For the rent, Schutzman will pay $800 monthly, and Elsier will use the donated funds to pay the rest. The hope is that the money will last at least two years, which is the length of a waiting list Schutzman is on for housing in Norristown that allows seniors who make $50,000 or less annually to pay a rent of $665 a month.

‘All I see is love’

Elsier said that if the women have their way, Schutzman won’t ever leave King of Prussia.

“We found her a place in town because we wanted to keep her close,” said Elsier, who explained that she and Akacha are already fighting over who gets to host Schutzman for Christmas.

“Plus, King of Prussia is where Lynn grew up, and that’s where her new family is now,” Elsier said. She added, “We couldn’t have asked for more from our community. A friend said, ‘When I walk in Lynn’s apartment, all I see is love.’ ”

In the last week or so, a medical group, which is honoring Schutzman at a banquet this Saturday, is giving her free online access to advice on nutrition and other topics. A dentist is offering free services.

For the dogs, Chase and Chaucer, a veterinarian’s office will give free shots and yearly exams, while a grooming business will offer free services for the rest of their lives. Local Girl Scouts are divvying up times to walk the dogs.

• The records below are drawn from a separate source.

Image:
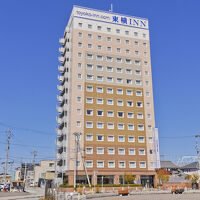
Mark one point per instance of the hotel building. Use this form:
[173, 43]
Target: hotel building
[105, 94]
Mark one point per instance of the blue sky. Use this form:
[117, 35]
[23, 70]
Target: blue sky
[29, 36]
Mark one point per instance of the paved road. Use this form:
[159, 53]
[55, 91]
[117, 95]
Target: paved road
[155, 197]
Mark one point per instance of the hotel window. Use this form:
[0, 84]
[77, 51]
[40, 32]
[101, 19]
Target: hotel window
[89, 124]
[79, 55]
[140, 127]
[99, 47]
[109, 59]
[130, 127]
[111, 151]
[128, 71]
[110, 138]
[100, 164]
[120, 114]
[108, 29]
[89, 26]
[79, 87]
[89, 56]
[138, 72]
[99, 68]
[108, 39]
[99, 57]
[80, 34]
[100, 138]
[89, 100]
[118, 40]
[147, 94]
[99, 78]
[118, 50]
[79, 65]
[120, 102]
[119, 91]
[100, 150]
[110, 113]
[89, 150]
[110, 102]
[119, 60]
[150, 139]
[78, 99]
[148, 116]
[132, 164]
[131, 151]
[128, 61]
[130, 103]
[121, 138]
[109, 48]
[130, 115]
[149, 128]
[99, 28]
[110, 90]
[138, 82]
[89, 67]
[139, 104]
[99, 101]
[136, 43]
[89, 112]
[99, 112]
[99, 89]
[110, 125]
[136, 53]
[138, 93]
[122, 164]
[117, 30]
[89, 137]
[126, 32]
[119, 80]
[80, 44]
[78, 124]
[139, 115]
[89, 36]
[111, 164]
[128, 81]
[109, 79]
[79, 76]
[119, 70]
[89, 164]
[89, 46]
[99, 37]
[121, 151]
[89, 77]
[141, 139]
[141, 152]
[131, 139]
[137, 62]
[120, 126]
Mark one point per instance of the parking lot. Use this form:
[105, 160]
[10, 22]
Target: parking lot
[156, 197]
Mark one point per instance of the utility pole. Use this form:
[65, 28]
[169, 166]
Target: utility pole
[7, 149]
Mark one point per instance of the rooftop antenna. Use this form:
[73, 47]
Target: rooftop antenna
[111, 8]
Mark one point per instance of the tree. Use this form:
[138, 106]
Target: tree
[163, 175]
[128, 178]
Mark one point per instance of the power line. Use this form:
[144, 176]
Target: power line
[26, 129]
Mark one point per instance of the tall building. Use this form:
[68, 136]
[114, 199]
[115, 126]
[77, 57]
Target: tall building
[106, 95]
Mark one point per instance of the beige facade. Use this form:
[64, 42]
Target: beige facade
[106, 85]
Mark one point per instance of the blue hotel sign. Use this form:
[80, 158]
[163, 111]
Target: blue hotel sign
[110, 17]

Meanwhile, Schutzman’s old friends, classmates, colleagues, and pharmacy customers have reached out, ending conversations with her with the same phrase: “Whatever you need.”

Rock bottom

Others are texting Akacha in various levels of melancholy and guilt. “People say, ‘I’m crying because I saw her at Target and drove past without helping.’ ”

That doesn’t upset Schutzman, who said that until April 25, she wasn’t open to assistance. There was something about that night — she had just 40 cents left and the car was out of gas, and there was no way to drive to a nearby park to collect water for the dogs from fountains.

“It was the lowest point of my life, rock bottom,” Schutzman said. “I knew if I didn’t get help, I’d have to surrender the dogs, and that would be it for me. Somebody would have found me dead in the car.”

Schutzman said she’ll be everlastingly grateful to Akacha and Elsier, and always be glad that she finally allowed concerned strangers into her guarded life.

“You know, there are more and more seniors, and maybe some without spouses or children to help,” Schutzman said. “There are going to be more of us living in cars. People think, ‘That could be me.’ We’ll need help.

“Thankfully, people out there can be so kind.”